Tenía razón. Estaba agotada.
Tracey no quería recordar la última vez que Julien la había subido por esas escaleras, fundidos en un beso apasionado, después de volver de Tahití; así que decidió recostarse contra el pecho de su marido y fingió quedarse profundamente dormida, lo cual no le resultó difícil, pues había experimentado tantas emociones tan intensas desde la noche anterior que realmente estaba muerta de sueño.
Después de entrar en su habitación, la acomodó sobre las suaves y sedosas sábanas de la cama.
– Sólo quiero que duermas bien, pequeña -susurró mientras sus labios le rozaron la frente con tanta ternura que casi la desarmaron.
Aparte del tacto de sus manos mientras le quitaba la chaqueta y los zapatos, Tracey sólo fue consciente del frescor de la almohada contra su acalorada mejilla y de la reconfortante manta con la que Julien la tapó.
Capítulo 4
Cuando Tracey despertó a la mañana siguiente, los rayos del sol que se colaban entre las cortinas de la ventana le indicaban que había dormido muchas horas. Miró el reloj: ¡las cuatro y media de la tarde!
Sorprendida por la hora que era y todavía más extrañada por no encontrarse a Julien vigilándola, saltó de la cama y se dio cuenta de que habían metido su equipaje en la habitación mientras descansaba.
Fue de puntillas hacia el baño, se dio una ducha rápida y se puso unos vaqueros y una blusa, la indumentaria que se había acostumbrado a llevar desde que había recobrado la consciencia en el hospital.
Se ató con una cinta el pelo, que le llegaba hasta los hombros, se puso unas zapatillas y salió en busca de Rose. Probablemente ocuparía una de las habitaciones del segundo piso, pues el tercero estaba reservado para los familiares directos.
Tracey tenía un montón de preguntas para las que sólo su tía tenía respuesta.

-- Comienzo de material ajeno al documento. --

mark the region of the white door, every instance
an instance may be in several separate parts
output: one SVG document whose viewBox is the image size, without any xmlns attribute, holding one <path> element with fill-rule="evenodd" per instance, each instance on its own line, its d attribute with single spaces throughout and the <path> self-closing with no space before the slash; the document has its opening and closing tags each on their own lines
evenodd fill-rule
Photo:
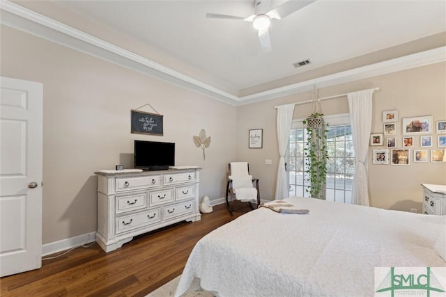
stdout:
<svg viewBox="0 0 446 297">
<path fill-rule="evenodd" d="M 42 266 L 41 83 L 0 77 L 0 276 Z"/>
</svg>

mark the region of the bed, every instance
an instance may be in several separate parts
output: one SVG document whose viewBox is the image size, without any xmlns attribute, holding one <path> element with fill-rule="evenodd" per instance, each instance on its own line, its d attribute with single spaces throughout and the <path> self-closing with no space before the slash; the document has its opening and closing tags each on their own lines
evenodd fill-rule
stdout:
<svg viewBox="0 0 446 297">
<path fill-rule="evenodd" d="M 446 266 L 446 216 L 285 201 L 309 213 L 261 207 L 206 235 L 175 296 L 200 286 L 217 296 L 374 296 L 375 267 Z"/>
</svg>

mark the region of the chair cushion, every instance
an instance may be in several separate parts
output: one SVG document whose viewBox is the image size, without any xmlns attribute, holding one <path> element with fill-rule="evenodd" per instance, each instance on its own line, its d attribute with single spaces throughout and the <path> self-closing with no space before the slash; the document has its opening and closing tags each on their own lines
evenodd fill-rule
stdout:
<svg viewBox="0 0 446 297">
<path fill-rule="evenodd" d="M 252 188 L 252 175 L 229 175 L 233 188 Z"/>
</svg>

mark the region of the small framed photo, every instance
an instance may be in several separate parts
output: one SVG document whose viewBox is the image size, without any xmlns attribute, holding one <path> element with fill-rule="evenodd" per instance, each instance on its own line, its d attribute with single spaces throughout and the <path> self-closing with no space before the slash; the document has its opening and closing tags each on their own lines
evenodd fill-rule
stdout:
<svg viewBox="0 0 446 297">
<path fill-rule="evenodd" d="M 397 135 L 397 123 L 384 124 L 384 135 Z"/>
<path fill-rule="evenodd" d="M 414 150 L 414 162 L 427 162 L 427 150 Z"/>
<path fill-rule="evenodd" d="M 374 150 L 372 156 L 374 164 L 389 163 L 389 150 Z"/>
<path fill-rule="evenodd" d="M 432 116 L 403 118 L 403 135 L 431 134 Z"/>
<path fill-rule="evenodd" d="M 383 122 L 398 122 L 398 111 L 383 111 Z"/>
<path fill-rule="evenodd" d="M 420 145 L 423 147 L 431 147 L 432 146 L 432 136 L 428 135 L 426 136 L 420 136 Z"/>
<path fill-rule="evenodd" d="M 370 145 L 383 145 L 383 134 L 370 134 Z"/>
<path fill-rule="evenodd" d="M 443 162 L 445 150 L 431 150 L 431 162 Z"/>
<path fill-rule="evenodd" d="M 386 137 L 385 138 L 385 146 L 387 147 L 397 147 L 397 138 L 396 137 Z"/>
<path fill-rule="evenodd" d="M 436 122 L 437 134 L 446 134 L 446 120 Z"/>
<path fill-rule="evenodd" d="M 254 129 L 249 130 L 249 148 L 262 148 L 263 147 L 263 129 Z"/>
<path fill-rule="evenodd" d="M 413 147 L 413 137 L 403 137 L 403 147 Z"/>
<path fill-rule="evenodd" d="M 392 149 L 392 165 L 410 165 L 409 149 Z"/>
</svg>

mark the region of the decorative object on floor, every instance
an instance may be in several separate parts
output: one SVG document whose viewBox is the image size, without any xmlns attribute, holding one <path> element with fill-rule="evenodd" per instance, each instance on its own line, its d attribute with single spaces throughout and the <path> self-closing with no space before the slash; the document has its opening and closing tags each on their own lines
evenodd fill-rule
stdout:
<svg viewBox="0 0 446 297">
<path fill-rule="evenodd" d="M 206 131 L 204 129 L 200 131 L 199 136 L 194 136 L 194 143 L 197 147 L 201 147 L 203 149 L 203 160 L 206 160 L 206 155 L 204 154 L 204 149 L 209 147 L 210 145 L 210 136 L 206 137 Z"/>
<path fill-rule="evenodd" d="M 146 113 L 139 111 L 139 109 L 151 106 L 156 113 Z M 162 125 L 163 115 L 148 103 L 137 109 L 132 109 L 131 132 L 139 134 L 163 135 Z"/>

Sobre todo, quería saber porqué se había mostrado tan fiel a Julien, es decir, tan fiel como para pasar por encima de los deseos de Tracey y revelarle a su marido su paradero.
Aunque hacía un año que no pisaba la residencia, la recordaba a la perfección, pues la había recorrido con gran atención durante muchos años, explorando sus secretos arquitectónicos una y otra vez con el hermano y la hermana de Julien. Los pasillos de las distintas plantas daban a una escalera central que comunicaba con las estancias del piso de abajo.